Hmmmm... 9.9 galons of 89 octane = 61lbs. Add 50 for the tank itself and you're up to 110 pounds.

Full tank = 375 miles.
Full batteries = 35 miles.

Gasoline really is a dense fuel source! Math like that makes me want to fuel inject the ICE, but no. I must be strong.

-Deek


----------



## Bottomfeeder (Jun 13, 2008)

You're right, gasoline is a dense way to store energy. It beats the pants off of lead, or any other battery for that matter.

But, I try to do my part for the earth. I just switched over my power so it'll all come from Wind or Solar. It only cost me another $4 a month for that privilege. So, when I finally get my car running as my daily driver, I'll be able to out smug the hybrid drivers.  I'm also hoping that it remains a sporty car.
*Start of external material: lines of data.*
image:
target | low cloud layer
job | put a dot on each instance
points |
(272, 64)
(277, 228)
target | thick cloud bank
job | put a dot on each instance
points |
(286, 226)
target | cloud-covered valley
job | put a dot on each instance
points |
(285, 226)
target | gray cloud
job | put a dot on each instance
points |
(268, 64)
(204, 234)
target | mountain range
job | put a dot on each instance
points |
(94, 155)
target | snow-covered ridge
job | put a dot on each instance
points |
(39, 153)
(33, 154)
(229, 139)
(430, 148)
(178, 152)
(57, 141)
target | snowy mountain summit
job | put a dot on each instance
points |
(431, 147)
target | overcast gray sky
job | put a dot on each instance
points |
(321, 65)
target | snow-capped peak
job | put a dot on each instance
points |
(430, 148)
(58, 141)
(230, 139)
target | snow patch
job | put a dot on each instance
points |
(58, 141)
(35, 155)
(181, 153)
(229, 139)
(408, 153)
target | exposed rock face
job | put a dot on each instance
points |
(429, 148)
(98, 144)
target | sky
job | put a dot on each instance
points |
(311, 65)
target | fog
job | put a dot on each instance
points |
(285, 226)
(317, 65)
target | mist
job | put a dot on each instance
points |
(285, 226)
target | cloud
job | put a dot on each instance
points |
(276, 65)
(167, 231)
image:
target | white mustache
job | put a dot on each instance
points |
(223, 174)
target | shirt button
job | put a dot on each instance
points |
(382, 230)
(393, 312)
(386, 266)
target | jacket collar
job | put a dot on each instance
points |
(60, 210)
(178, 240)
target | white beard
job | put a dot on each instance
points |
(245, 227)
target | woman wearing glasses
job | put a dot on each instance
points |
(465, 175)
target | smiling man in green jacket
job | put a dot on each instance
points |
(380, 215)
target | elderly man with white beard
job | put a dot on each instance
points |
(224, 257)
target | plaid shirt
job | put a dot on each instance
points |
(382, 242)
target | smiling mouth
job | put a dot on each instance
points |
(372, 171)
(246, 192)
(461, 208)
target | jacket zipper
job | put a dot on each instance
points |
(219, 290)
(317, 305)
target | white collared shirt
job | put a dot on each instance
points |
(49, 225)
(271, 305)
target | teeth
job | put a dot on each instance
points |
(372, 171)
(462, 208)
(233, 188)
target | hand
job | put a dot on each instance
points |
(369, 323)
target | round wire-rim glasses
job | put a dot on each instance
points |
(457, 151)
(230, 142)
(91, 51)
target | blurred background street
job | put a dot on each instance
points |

I'd love to not only silently cruise around town, but also show off with a punch of acceleration every now and then. I think it's important for people to see that it's a fun, practical, AND green way to go. Besides, restoring an old car is much better for the earth than buying a new one. And it's easier on my wallet, too!


----------



## Deekman (Jun 29, 2008)

Bottomfeeder said:


> ...I'll be able to out smug the hybrid drivers...


Don't get me started on Prius drivers... The few I know are smug beyond belief and turn their nose up at my Explorer.

I think of it this way: how much total energy is used from inception of a vehicle to it's destruction? Considering the battery materials are mined in Canada, shipped to Japan, the car is then built and shipped back, I think enough diesel fuel has been burned on the ocean journeys to more than counteract any benefit.

Being green is important, but for me it's just being pissed at our energy policy and not wanting to put anymore ski resorts in the middle of the desert!

-Deek


----------



## Bottomfeeder (Jun 13, 2008)

No doubt about it, Deek. Hybrids typically have such an energy consuming manufacturing process that they have to drive for something like 150,000 miles before they break even against a gas guzzling SUV. Mile by mile, they are better, but factory to junkyard they're horrible. The best thing to do is to buy used. You don't have to buy that huge manufacturing cost (unseen by the consumer!) and you save tons of money. I've bought my last 8 vehicles that way, and I love it. Of course, I'm usually found under a hood every weekend, but that's how I afford having all of my toys.


----------